Ca. 53:106 mm. Laid onto paper piece and mounted on part of album leaf.
Autograph signature with words in his hand: "pro [or pre?] 12s 6d 1634".
Provenance: John Nichols (1745-1826), printer, author and antiquary, an intimate friend of Dr Johnson, Boswell, Horace Walpole, etc. This autograph was contained in an early 19th century album, the first page of which bears the laid-down inscription "These Autographs were collected by my youngest Daughter Anne Susanna / J Nichols / Oct 29. 1813".
John Nichols was apprenticed to William Bowyer (known as "The Learned Printer") in 1759 and eventually succeeded him in the business and became the foremost printer of his time. Nichols was editor and printer of The Gentleman's Magazine from 1788. He was an eminent antiquary and amassed a great quantity of literary and historical documents, mostly in connection with his literary works, such as his "History and Antiquities of Leicester" (1795-1815) and "Illustrations of the Literary History of the Eighteenth Century Consisting of Original Letters of Eminent Persons" (1817).
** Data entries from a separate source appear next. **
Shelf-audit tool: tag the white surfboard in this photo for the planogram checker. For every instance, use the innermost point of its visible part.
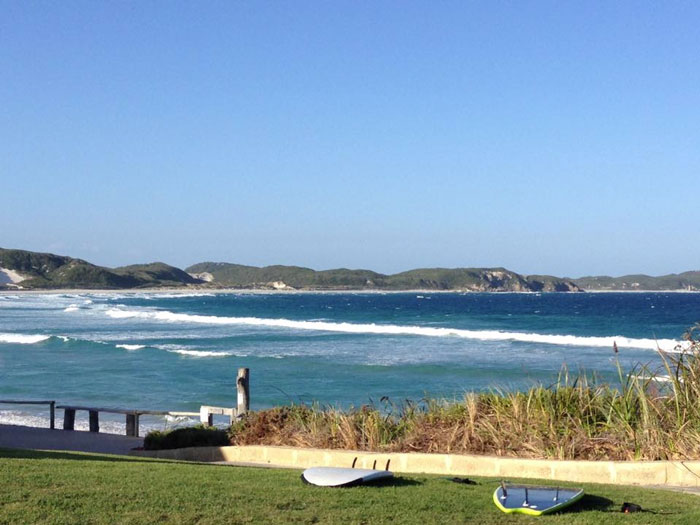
(343, 477)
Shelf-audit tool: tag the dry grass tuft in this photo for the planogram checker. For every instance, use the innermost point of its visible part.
(649, 415)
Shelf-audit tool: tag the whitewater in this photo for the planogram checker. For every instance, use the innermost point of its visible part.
(174, 351)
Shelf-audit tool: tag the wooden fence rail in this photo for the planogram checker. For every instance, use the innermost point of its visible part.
(51, 403)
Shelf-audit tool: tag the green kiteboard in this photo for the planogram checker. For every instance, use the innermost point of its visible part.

He was not an autograph collector himself and disposed of his papers by giving many away or by donations to museums. Since his death many of his papers were acquired by the British Library, the Bodleian Library in Oxford and the Folger Shakespeare Library in Washington, and many were dispersed by Sotheby's over a period spanning almost 100 years from 1878. However, he encouraged his youngest daughter, Anne Susanna Nichols (1788-1853), in the pursuit, and in a letter to her he wrote: "There can be no reasonable objection to your collecting the Autographs of Persons who have been eminent either for high station or Literary Talent, as the hand-writing often the index of the Mind; the pursuit is harmless and even meritorious, provided it be made as a matter of amusement and not of business which would be incompatible with the duties of a Female. I never had the leisure, or the inclination to make such a Collection for which during the long period of sixty years I had every Facility, and I now regret that I have destroyed many hundreds and given away many more, which might have furnished for you a rich Collection. I am glad, however, to be still able to add a few names of evidence [...]".
Anne Susanna and her brother, John Bowyer Nichols, went on to become two the 19th century's foremost collectors of autographs, many of their choicest items now being held in national collections. Anne Susanna's nephew John Gough Nichols was the author of "Autographs of Royal, Noble, Learned and Remarkable Personages Conspicuous in English History" (1829), which did much to popularise the collecting of autographs. This autograph of John Milton is sold together with John Nichols' laid-down inscription from the first leaf of Anne Susanna's album.
Old creases and tears with some paper losses just touching the "J" of "Jo.", but with no loss to signature or inscription.